I was very laid back for the first two years at IITM. The first semester I spent there was torn between exploring my new found freedom away from the intensive JEE prep and half hearted attempts at that futile holy grail which several people pursue in the first semester – the branch change. The next year and a half (time is so beautifully compartmentalised in IITM isn’t it?) was all about just doing whatever I felt like with no thought about the consequences. Quite predictably, this lifestyle was not very kind to my CGPA (feels like ages since I used that acronym!). The year and a half after this was spent in salvaging the above, and somehow getting a placement in Shell. The final semester was all about clutching desperately at what was left of undergrad life.
The narrative above must feel very familiar with most readers who have been to IIT-M (or any other college for that matter). But (to insert the obligatory geekiness into this article), life is a path function, not a state function.
To say that what I am today is a result of my experiences at IITM would be quite banal and only partially true. But nostalgia is never about logical statements like the one above.
As I write this article, with music pounding away in my ears, I realise that it was IIT-M that I really started to listen to music. Some of my fondest memories of IIT-M involve jamming away in the music room, having endless discussions on the music of different eras and dealing with the insecurities of our band’s excellent guitarist (Hi, Buh!). Did I accomplish anything worthy of note in the field of music as a result of all the above? No. Was it fun? Oh, yes!
Quizzing. Ah, where to begin? At least music is readily available everywhere. It is pure folly to walk into a pub quiz in London expecting to be faced with questions on the lines of “X and Y met in the lobby of a hotel, at an event organised by Z…” All those evenings at CLT, lazing around and listening to people saying, “Basically, the funda is…”. Did I truly become a more inquisitive person because of all this? No. Do I get exasperated looks today when I say, “Actually, the guy who wrote this also wrote something else in 1999…” Definitely!
Movies and computer games. All those nights in the wing, the incredibly passionate analysis and heated arguments that happened as a result of these! I would love to say that they shape your character and whatnot. But we all know that’s not true. However, there is a growing section of alumni who believe that these are a waste of time, that the LAN is the biggest curse that befell the Insti and that people aren’t going out and talking to each other more often. Maybe this theory is true. Maybe it’s not. However, I sincerely hope that the Insti doesn’t fall into this trap and starts denying its students internet access on this pretext.
Apologies for the digression. I was talking about my experiences at IITM, wasn’t I? But the way this article is rambling on, perhaps it’s best to stop here.
What does all this have to do with the Class of 1974 tower, you ask? The fact that I remember very little of that day and several other days like that tells me two things. One, I have a lousy memory. Two, for most of us, we are not shaped by specific events but by the totality of how these events add up.
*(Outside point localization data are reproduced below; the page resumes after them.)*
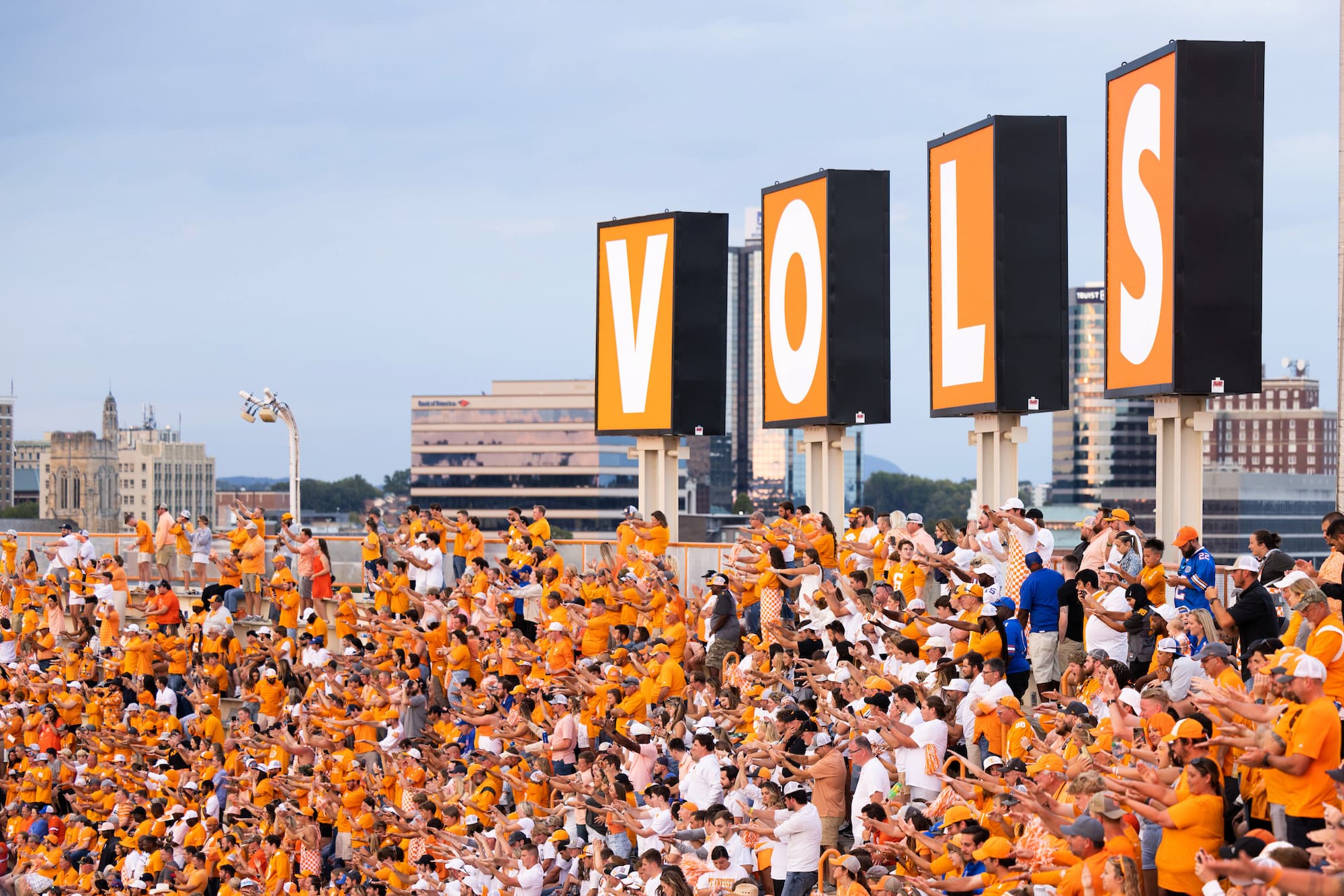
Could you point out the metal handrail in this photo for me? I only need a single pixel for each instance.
(685, 547)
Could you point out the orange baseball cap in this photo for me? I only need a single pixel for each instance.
(1185, 537)
(1187, 730)
(958, 813)
(994, 848)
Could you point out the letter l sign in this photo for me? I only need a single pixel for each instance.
(635, 346)
(963, 347)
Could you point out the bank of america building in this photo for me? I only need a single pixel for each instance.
(528, 443)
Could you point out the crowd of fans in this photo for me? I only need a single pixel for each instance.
(959, 707)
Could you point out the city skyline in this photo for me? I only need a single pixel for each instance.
(451, 166)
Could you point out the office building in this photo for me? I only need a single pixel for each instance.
(523, 444)
(1238, 503)
(6, 451)
(1282, 429)
(157, 467)
(1101, 448)
(77, 478)
(28, 453)
(751, 460)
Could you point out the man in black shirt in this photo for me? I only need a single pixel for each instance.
(1070, 612)
(1253, 617)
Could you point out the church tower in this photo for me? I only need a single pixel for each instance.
(110, 420)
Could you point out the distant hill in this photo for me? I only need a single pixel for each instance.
(874, 464)
(247, 483)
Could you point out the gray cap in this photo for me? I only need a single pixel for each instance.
(1214, 649)
(1085, 827)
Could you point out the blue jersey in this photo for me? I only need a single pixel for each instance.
(1015, 652)
(1202, 573)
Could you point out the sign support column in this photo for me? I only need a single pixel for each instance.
(659, 486)
(825, 448)
(997, 439)
(1179, 422)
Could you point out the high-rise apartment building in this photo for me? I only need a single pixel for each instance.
(157, 467)
(1101, 448)
(526, 443)
(77, 476)
(752, 460)
(1282, 429)
(6, 451)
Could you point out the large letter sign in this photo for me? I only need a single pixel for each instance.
(662, 323)
(998, 268)
(827, 294)
(1185, 220)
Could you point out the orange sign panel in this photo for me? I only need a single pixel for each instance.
(635, 326)
(1140, 224)
(795, 296)
(962, 271)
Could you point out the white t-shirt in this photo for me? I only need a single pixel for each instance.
(530, 881)
(1045, 543)
(927, 734)
(873, 778)
(1099, 636)
(868, 537)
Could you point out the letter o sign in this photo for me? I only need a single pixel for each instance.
(796, 369)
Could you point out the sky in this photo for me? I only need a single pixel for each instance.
(351, 204)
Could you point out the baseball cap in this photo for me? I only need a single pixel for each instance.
(1187, 730)
(1294, 577)
(1088, 828)
(1315, 596)
(1185, 537)
(1214, 649)
(1048, 762)
(1103, 807)
(999, 847)
(958, 813)
(1308, 667)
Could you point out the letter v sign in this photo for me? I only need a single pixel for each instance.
(963, 347)
(635, 345)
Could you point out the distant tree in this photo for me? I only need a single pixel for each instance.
(935, 499)
(398, 483)
(335, 498)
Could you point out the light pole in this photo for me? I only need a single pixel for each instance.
(269, 409)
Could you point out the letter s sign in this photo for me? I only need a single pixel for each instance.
(1140, 216)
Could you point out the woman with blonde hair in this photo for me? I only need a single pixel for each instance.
(1119, 878)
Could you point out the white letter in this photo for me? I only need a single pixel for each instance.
(635, 347)
(796, 236)
(963, 347)
(1139, 315)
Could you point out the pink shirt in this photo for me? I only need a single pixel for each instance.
(307, 557)
(163, 535)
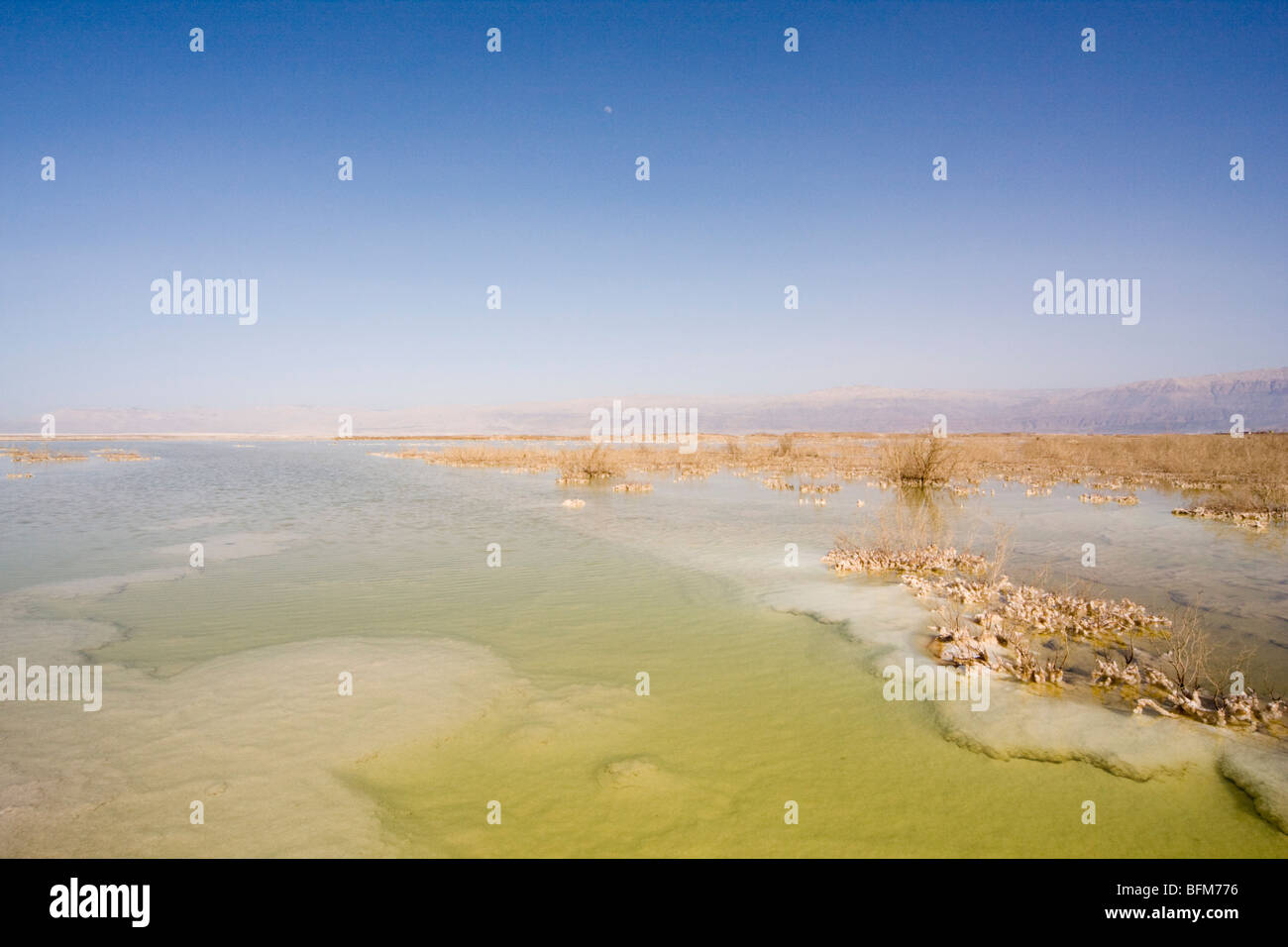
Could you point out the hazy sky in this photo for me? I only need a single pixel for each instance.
(768, 169)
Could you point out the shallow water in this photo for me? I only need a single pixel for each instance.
(518, 684)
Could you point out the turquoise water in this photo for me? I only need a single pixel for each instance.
(518, 684)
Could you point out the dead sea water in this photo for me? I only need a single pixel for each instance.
(518, 684)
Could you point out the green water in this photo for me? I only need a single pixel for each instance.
(518, 684)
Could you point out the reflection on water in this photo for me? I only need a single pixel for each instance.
(518, 684)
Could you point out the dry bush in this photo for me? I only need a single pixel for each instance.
(923, 462)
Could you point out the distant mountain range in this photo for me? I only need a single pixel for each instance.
(1186, 405)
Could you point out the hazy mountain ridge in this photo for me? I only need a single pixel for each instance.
(1186, 405)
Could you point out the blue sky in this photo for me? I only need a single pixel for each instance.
(768, 169)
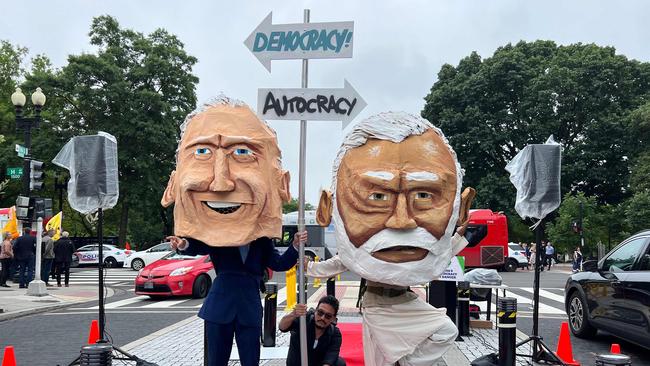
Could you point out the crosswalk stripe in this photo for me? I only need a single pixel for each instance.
(115, 304)
(164, 304)
(546, 294)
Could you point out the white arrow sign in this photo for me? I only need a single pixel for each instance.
(310, 104)
(300, 41)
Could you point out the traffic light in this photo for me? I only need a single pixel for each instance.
(42, 208)
(575, 227)
(35, 175)
(22, 207)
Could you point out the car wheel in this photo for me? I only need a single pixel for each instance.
(578, 320)
(511, 265)
(137, 264)
(201, 287)
(110, 262)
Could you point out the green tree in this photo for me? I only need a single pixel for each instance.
(292, 206)
(582, 94)
(138, 88)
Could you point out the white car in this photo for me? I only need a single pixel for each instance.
(113, 256)
(138, 260)
(516, 258)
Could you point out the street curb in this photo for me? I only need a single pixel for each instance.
(455, 357)
(4, 316)
(27, 312)
(130, 346)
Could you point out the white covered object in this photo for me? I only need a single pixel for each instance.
(535, 172)
(92, 162)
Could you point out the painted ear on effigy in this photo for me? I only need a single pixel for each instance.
(466, 199)
(324, 211)
(169, 196)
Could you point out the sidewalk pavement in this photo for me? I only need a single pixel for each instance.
(14, 301)
(181, 344)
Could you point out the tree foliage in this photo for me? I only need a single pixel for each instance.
(292, 206)
(138, 88)
(583, 94)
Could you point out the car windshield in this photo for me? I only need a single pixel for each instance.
(177, 256)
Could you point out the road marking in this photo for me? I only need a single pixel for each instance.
(163, 304)
(115, 304)
(546, 294)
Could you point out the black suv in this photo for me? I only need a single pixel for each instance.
(613, 294)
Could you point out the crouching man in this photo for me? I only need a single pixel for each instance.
(323, 337)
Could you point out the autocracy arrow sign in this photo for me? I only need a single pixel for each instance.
(300, 41)
(310, 104)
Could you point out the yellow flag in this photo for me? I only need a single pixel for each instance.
(55, 224)
(12, 225)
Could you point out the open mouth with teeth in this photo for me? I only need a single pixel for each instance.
(401, 254)
(223, 208)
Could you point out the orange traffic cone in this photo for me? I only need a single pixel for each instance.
(564, 349)
(9, 358)
(93, 336)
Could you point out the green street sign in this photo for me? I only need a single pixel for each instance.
(15, 173)
(21, 150)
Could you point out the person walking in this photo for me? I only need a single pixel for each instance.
(47, 253)
(550, 255)
(577, 260)
(63, 251)
(25, 254)
(6, 256)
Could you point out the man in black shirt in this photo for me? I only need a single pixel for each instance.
(323, 337)
(25, 255)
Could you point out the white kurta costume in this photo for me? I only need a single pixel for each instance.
(402, 328)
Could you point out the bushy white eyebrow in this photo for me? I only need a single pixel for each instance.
(422, 176)
(380, 175)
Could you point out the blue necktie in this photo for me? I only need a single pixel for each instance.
(243, 252)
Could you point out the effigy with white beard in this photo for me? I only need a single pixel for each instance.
(399, 217)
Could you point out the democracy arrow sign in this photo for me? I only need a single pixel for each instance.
(310, 104)
(300, 41)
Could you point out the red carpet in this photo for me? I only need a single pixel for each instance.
(352, 346)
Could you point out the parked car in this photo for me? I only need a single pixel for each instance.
(516, 258)
(140, 259)
(176, 275)
(113, 256)
(613, 294)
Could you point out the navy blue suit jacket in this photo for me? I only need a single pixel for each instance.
(235, 292)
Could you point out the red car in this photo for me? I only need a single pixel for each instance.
(180, 275)
(176, 275)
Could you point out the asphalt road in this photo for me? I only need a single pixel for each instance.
(55, 338)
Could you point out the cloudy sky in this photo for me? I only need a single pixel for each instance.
(399, 46)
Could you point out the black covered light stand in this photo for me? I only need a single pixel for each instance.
(507, 314)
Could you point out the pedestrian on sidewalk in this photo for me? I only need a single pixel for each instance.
(577, 260)
(47, 253)
(6, 256)
(323, 337)
(25, 255)
(550, 255)
(63, 251)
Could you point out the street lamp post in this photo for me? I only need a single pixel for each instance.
(26, 124)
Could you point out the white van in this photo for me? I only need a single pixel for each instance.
(321, 241)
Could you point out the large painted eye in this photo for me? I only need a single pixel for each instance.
(378, 197)
(202, 152)
(242, 151)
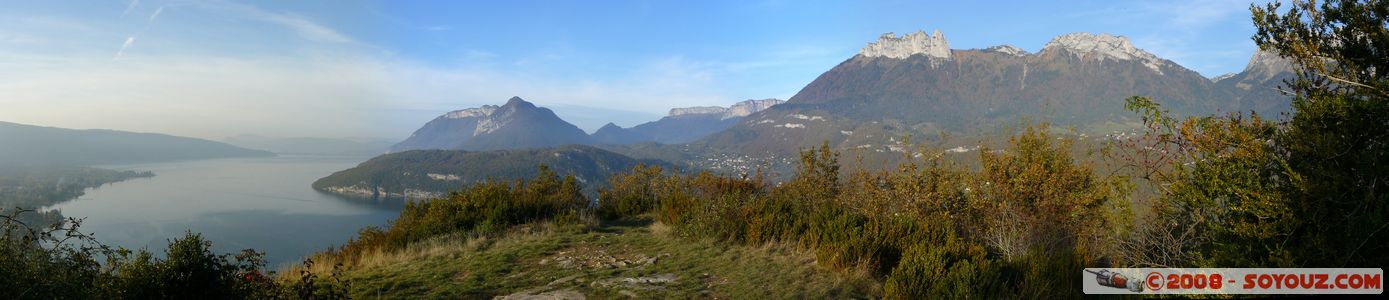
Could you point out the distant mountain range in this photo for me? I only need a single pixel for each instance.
(421, 174)
(517, 124)
(911, 85)
(28, 145)
(916, 85)
(682, 125)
Trying to trace specific things I did in IITM and distil that into a readily digestible article providing advice was always going to be a tall order. Especially, given that I am not great at giving advice and what I did at IITM was hardly remarkable.
However, the one thing I will tell all students who might read this is the following – advice is often coloured by personal experience. When someone gives you some advice, think hard about it before accepting it as gospel.
Oh, and the best thing that ever happened to me? I met my wife at IITM.